News bulletins inform South Africans in no uncertain terms that energy is in short supply, while rumours of load shedding just will not subside. There is no doubt that if  small to medium-sized businesses have not considered a holistic energy strategy, there is no better time to do so than now.

“A widespread myth surrounding energy efficiency strategies is that an organisation’s role starts and ends with exchanging old light bulbs with energy efficient versions,” says Asanda Makanda, MD of energy services company, Manoa, which saves organisations money and ensures their sustainability by helping to improve energy efficiency and plan energy usage.
“This couldn’t be further from the truth.
Budgeting for a holistic energy strategy is the natural starting point. Ideally, it should be built into an organisation’s building plans from the get go, in order to entrench the need for energy efficient behaviour.”
With the introduction of the SANS 204 standards, a building’s energy efficiency has never before been as important as it is now.
“The time to consider your energy strategy is when you are building the actual structure, or moving premises,” advises Makanda. SANS 204 outlines a code for energy efficiency, in order to limit energy consumption and to ensure that users do not run out of base electricity-generating capacity.

A well-designed, well-budgeted energy efficiency strategy provides clear and practical guidelines for the implementation of efficient practices, allowing for the immediate implementation of low-cost and no-cost interventions, as well as some higher-cost measures with short payback periods, notes Makanda.
She adds that every business, especially large organisations, would undoubtedly benefit by having an energy policy and strategy for its portfolio of buildings/companies.
Where to start
Implementing an energy strategy begins with undertaking a feasibility study, which involves a thorough audit of the business’s energy usage and requirements. After that, an accurate budget can be suggested intended to assist the business to begin to save future losses as a result of energy expenditure and taxes.

It is vital that both technical personnel and the business’s leadership agree on the process at that point, ensuring that a holistic solution is ultimately implemented – one that is best for the concern at hand, according to Makanda.

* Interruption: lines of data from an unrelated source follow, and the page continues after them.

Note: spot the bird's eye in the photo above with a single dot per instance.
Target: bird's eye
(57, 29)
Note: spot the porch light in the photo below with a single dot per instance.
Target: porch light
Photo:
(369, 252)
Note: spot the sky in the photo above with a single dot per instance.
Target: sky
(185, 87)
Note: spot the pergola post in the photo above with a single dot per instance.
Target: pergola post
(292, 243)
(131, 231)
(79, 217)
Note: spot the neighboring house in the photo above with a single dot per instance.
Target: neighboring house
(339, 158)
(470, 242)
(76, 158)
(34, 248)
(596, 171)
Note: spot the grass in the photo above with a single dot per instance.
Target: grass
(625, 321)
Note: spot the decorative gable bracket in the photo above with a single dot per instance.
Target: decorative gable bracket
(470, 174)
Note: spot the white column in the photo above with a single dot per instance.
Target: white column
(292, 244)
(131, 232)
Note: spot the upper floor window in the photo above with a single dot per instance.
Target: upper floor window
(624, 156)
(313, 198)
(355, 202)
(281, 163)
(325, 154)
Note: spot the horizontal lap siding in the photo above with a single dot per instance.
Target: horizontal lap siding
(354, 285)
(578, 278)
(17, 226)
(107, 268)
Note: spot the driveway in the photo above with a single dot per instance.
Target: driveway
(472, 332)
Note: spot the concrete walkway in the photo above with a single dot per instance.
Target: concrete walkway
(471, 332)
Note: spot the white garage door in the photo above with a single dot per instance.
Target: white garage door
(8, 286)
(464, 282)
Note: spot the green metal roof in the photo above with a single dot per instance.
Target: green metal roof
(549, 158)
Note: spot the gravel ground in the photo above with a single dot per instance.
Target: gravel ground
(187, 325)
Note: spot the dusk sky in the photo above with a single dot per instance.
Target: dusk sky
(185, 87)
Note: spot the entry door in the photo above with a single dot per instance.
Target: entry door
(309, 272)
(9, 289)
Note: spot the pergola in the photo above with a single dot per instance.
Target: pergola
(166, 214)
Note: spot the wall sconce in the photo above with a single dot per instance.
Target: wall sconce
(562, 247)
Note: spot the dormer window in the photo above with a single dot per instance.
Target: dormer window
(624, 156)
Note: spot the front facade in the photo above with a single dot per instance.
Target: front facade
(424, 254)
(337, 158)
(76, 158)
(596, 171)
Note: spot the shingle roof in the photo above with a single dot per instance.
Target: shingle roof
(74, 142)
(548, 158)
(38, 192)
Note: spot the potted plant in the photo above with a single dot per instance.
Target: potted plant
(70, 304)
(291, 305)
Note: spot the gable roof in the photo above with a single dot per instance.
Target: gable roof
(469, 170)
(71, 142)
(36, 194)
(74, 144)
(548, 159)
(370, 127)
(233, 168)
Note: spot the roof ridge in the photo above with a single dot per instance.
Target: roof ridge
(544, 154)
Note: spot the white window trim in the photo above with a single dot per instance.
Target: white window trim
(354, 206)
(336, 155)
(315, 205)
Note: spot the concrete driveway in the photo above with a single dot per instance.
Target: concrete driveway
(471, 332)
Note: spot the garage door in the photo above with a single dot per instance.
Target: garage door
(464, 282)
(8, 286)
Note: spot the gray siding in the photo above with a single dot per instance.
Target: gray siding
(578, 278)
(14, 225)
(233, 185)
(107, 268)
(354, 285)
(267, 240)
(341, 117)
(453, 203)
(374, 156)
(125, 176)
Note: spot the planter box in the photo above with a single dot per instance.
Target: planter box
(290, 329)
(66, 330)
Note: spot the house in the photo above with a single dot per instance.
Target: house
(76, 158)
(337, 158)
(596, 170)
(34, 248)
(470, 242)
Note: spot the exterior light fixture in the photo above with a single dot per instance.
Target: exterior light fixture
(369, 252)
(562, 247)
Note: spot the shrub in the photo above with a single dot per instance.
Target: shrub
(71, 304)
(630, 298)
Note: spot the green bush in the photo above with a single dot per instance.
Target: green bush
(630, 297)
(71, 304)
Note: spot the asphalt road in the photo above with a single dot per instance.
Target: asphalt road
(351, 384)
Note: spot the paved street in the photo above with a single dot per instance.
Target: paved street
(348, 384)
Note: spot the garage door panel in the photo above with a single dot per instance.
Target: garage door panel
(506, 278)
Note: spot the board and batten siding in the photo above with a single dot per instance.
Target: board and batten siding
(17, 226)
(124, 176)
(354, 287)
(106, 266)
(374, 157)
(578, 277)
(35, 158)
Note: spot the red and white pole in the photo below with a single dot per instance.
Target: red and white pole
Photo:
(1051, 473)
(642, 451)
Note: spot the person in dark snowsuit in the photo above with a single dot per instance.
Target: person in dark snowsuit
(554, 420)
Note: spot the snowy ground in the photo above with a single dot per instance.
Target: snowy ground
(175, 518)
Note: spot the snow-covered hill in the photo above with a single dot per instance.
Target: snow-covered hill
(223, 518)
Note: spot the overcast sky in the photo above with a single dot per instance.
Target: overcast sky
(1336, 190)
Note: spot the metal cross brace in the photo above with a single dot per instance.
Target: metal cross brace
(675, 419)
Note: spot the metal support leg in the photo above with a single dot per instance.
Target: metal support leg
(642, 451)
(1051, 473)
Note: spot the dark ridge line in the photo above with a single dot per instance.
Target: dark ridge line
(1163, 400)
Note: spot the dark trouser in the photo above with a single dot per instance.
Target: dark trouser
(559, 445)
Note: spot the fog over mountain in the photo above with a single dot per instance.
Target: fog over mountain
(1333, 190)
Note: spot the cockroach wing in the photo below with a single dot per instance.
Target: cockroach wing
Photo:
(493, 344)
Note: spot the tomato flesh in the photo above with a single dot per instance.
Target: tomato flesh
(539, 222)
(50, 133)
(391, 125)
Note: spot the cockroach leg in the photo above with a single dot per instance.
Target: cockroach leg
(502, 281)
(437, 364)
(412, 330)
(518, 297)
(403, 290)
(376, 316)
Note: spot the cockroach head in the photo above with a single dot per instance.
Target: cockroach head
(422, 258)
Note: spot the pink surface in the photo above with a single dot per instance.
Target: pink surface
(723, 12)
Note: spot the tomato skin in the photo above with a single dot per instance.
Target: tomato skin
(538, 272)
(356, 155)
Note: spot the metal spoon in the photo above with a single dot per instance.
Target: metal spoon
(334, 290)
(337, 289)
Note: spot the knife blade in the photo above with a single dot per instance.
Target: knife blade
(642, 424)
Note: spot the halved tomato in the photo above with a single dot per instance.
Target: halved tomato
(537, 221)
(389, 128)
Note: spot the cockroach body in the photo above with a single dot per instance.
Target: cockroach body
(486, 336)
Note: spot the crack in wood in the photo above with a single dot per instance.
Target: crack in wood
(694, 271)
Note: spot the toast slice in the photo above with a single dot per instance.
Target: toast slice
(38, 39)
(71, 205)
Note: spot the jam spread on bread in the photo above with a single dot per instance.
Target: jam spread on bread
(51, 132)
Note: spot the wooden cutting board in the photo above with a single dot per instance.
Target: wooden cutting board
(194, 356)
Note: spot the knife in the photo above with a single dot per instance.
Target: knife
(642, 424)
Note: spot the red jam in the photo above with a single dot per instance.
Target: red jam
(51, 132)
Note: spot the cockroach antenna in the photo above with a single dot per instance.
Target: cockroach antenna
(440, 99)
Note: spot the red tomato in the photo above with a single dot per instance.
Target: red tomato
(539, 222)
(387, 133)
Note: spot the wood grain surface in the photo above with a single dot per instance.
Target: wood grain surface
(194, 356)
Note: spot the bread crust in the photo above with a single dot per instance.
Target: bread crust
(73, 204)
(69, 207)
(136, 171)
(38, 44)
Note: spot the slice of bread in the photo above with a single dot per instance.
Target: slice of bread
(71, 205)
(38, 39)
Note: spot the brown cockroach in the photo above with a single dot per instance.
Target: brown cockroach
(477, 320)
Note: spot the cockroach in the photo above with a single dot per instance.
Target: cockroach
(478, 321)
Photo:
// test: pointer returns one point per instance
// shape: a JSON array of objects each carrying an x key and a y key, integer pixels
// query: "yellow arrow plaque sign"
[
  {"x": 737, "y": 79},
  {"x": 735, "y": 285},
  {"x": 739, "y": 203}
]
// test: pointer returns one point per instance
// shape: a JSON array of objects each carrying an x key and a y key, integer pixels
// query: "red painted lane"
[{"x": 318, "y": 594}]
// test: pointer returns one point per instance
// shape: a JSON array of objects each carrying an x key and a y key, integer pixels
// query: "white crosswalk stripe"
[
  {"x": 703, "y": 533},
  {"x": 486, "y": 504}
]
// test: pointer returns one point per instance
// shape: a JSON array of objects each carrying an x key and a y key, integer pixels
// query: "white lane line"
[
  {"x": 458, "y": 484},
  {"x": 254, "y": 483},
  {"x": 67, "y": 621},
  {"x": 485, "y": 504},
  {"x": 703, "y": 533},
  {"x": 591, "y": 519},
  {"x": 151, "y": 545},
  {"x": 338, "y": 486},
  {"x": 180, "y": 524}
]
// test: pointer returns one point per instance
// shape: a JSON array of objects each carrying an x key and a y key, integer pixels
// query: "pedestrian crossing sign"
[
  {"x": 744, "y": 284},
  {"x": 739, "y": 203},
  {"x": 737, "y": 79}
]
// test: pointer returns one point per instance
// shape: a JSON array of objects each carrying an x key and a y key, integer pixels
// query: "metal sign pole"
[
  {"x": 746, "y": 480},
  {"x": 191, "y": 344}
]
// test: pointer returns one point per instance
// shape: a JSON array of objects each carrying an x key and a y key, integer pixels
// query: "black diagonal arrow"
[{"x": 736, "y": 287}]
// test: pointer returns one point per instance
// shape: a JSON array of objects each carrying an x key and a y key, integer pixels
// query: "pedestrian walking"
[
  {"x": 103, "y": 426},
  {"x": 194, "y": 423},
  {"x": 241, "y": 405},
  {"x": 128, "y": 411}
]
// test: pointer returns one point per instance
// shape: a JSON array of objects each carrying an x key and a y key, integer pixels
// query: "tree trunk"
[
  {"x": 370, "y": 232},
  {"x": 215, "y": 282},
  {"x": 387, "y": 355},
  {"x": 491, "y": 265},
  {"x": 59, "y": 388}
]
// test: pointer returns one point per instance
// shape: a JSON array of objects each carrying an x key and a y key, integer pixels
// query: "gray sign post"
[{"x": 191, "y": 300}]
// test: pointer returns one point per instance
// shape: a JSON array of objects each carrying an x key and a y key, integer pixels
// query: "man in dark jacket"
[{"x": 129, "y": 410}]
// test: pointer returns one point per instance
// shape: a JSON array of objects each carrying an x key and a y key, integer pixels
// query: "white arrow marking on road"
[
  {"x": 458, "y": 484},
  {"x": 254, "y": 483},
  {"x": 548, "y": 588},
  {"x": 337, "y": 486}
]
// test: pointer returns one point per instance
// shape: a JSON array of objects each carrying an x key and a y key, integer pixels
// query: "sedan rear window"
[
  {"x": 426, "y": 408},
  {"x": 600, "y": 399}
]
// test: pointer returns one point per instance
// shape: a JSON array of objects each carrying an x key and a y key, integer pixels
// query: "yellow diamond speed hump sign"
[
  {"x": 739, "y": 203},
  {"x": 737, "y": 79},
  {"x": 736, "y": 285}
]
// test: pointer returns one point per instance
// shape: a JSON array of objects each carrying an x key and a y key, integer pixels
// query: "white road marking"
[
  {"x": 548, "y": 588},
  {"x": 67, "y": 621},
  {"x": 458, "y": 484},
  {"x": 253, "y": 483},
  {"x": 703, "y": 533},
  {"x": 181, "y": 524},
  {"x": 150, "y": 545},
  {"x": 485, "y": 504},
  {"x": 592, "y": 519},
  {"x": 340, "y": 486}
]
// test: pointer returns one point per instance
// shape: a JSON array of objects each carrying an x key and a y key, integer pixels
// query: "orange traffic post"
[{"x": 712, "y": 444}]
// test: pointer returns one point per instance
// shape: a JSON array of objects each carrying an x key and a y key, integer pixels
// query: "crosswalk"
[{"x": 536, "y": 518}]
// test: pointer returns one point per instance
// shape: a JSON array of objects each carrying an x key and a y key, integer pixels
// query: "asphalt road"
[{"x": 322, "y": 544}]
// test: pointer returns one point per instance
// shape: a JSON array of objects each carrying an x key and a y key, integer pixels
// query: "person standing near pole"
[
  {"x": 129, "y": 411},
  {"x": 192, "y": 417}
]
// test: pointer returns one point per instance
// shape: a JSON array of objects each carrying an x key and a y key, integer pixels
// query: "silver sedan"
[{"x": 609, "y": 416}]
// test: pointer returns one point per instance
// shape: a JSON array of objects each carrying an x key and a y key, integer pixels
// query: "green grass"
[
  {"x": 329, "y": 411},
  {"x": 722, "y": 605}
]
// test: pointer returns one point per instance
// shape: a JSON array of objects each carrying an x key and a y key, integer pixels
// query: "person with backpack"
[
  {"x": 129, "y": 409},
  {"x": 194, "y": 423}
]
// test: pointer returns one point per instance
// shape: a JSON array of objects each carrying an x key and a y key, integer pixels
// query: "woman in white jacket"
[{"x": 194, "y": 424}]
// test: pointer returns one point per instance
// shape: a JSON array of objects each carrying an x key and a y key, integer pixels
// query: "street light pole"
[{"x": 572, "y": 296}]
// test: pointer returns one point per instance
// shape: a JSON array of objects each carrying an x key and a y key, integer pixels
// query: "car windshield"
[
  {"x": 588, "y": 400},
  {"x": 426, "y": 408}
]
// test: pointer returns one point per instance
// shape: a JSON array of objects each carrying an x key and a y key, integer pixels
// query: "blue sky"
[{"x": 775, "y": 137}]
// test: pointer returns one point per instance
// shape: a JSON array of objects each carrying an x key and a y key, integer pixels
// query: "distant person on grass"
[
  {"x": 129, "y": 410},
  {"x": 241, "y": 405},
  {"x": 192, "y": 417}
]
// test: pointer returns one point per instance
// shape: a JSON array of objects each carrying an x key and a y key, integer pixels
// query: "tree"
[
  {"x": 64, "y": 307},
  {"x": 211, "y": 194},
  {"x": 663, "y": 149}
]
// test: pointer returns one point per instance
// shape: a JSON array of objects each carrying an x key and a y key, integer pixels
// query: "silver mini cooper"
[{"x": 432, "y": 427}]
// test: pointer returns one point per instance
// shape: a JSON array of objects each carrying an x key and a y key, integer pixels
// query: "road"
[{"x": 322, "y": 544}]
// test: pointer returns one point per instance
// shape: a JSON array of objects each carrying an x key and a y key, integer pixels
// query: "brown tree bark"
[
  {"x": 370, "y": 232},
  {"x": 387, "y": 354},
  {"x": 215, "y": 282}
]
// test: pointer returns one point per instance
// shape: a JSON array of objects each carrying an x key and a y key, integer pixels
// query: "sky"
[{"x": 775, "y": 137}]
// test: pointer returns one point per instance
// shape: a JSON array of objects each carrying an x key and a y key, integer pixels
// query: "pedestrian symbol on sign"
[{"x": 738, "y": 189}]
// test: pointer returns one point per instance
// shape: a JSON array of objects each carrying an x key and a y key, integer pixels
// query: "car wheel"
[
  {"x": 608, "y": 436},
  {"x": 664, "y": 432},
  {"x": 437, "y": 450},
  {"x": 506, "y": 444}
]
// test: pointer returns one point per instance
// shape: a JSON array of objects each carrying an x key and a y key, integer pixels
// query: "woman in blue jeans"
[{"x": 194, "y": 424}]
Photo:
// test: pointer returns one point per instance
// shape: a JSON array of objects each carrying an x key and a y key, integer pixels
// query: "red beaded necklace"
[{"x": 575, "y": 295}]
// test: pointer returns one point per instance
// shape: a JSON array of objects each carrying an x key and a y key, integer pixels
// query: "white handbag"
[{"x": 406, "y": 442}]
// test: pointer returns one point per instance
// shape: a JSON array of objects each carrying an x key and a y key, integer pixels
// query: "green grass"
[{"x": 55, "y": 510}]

“An energy strategy helps ensure that an organisation is not wasting money, is reducing its carbon footprint and is benefiting from sustained financial savings,” Makanda explains. It involves creating a complete solution when taking into account every instance of energy usage.
A holistic energy policy would include audits and suggestions regarding the following areas of business, to name a few:
* Legal aspects regarding energy.

* Cost of supply study, such as wires/network costing and pricing
* Risk analysis
* Electricity market development and positioning in evolving market
* Tariff analysis, design and development
“The ultimate aim in SA is to create energy strategies for sustainable development that are actually able to be implemented immediately, and which will have a noticeable impact on the environment,” concludes Makanda.